This morning’s oral argument couldn’t have gone any better for those challenging President Obama’s recess appointments (see previous commentary and Cato’s brief for background on NLRB v. Noel Canning). Not only were Justices Scalia and Alito sticklers for constitutional text and structure, but the more liberal justices joined in to express extreme skepticism about the government’s theories. Justice Kagan pointed out that modern presidents don’t face congressional absences—the reason for the president’s power to appoint federal officials without the Senate’s “advice and consent”—but merely congressional “intransigence.” And the Recess Appointments Clause doesn’t exist to solve those kinds of political problems, noted Justice Breyer. Justice Breyer also pointed out that, if you follow the government’s argument that so-called “pro forma” Senate sessions don’t count, then the Senate repeatedly violates the Constitution by not having a “actual” sessions on January 3 (as the 20th Amendment requires) and by recessing for more than three days without the House’s consent (as Article I, Section 5 requires).


Solicitor General Verrilli’s suggestion that the Senate has to be engaging in business to deny the president the recess-appointments power didn’t seem to satisfy anyone. As Justice Kagan put it, any such test can be easily evaded by a clever Senate (that could name post offices by unanimous consent, for example, or, in Chief Justice Roberts’s example, note in the Senate Journal for “pro forma” sessions that “no business is anticipated to be [rather than will be] conducted”). Justice Kennedy said that he was “in search of a limiting principle” to the government’s position—so as not to simply give the president sole discretion to determine when the Senate is or isn’t in recess. Justice Kagan was left asking both sides how the Court should rule given that the presidential practice—whose history prior to the Truman administration the parties dispute—seemed to so clearly contradict the constitutional text and structure.


And indeed that is the question: If it’s true, as an overwhelming majority of the justices seemed to think, that the president was only supposed to have the power to make recess appointments during intersession recesses, and only for vacancies that arose during such recesses, what does it mean that this correct interpretation has never been followed?
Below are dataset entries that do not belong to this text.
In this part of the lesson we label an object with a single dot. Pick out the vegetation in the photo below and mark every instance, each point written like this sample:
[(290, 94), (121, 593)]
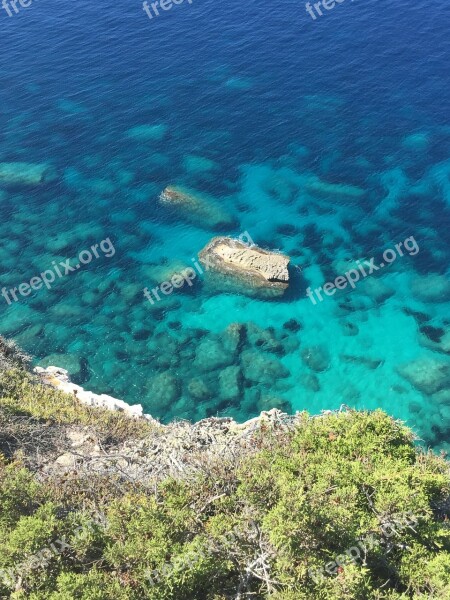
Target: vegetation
[(280, 521)]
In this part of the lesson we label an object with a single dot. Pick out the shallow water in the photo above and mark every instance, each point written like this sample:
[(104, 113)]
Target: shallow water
[(257, 108)]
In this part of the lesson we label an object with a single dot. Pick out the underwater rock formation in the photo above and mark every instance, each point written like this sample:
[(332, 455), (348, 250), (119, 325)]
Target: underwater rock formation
[(59, 379), (22, 173), (317, 187), (229, 261), (427, 374), (197, 208)]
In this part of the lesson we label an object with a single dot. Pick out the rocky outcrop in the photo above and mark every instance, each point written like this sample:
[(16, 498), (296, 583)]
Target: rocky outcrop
[(59, 379), (21, 173), (427, 375), (195, 207), (230, 261)]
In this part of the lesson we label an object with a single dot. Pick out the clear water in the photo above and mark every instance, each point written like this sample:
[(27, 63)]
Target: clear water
[(246, 103)]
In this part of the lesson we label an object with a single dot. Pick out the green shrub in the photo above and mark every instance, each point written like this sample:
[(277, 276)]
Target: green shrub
[(283, 523)]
The challengers had several ready answers: (1) The Court hasn’t hesitated to make significant rulings upsetting existing practice based on separation-of-powers concerns (for example regarding the authority of criminal sentencing guidelines); (2) Past nominations won’t be unduly disturbed because of various finality rules, statutes of limitation, and agencies’ ability to ratify past decisions; (3) Given the changed modern context, with Congress in session for much longer periods and senators able to fly back to Washington on a moment’s notice, recess appointments are less important; and (4) Regardless of the correct interpretation of the recess-appointments power, it is the Senate that gets to determine when it’s in session or in recess, not the president.
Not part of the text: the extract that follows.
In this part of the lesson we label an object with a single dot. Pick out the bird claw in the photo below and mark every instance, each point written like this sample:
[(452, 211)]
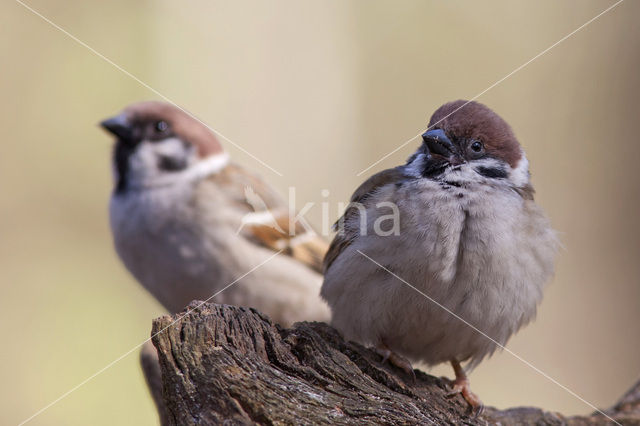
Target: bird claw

While it’s unclear how exactly the Supreme Court will write its opinion in this case and where its focus will lie, it’ll be a real shock if the government wins this case. The justices recognized that the battle over executive and judicial nominations is a political one and that in cases of impasse, the Framers designed a system encouraging either political compromise or a final decision by the voters—not endless constitutional brinksmanship.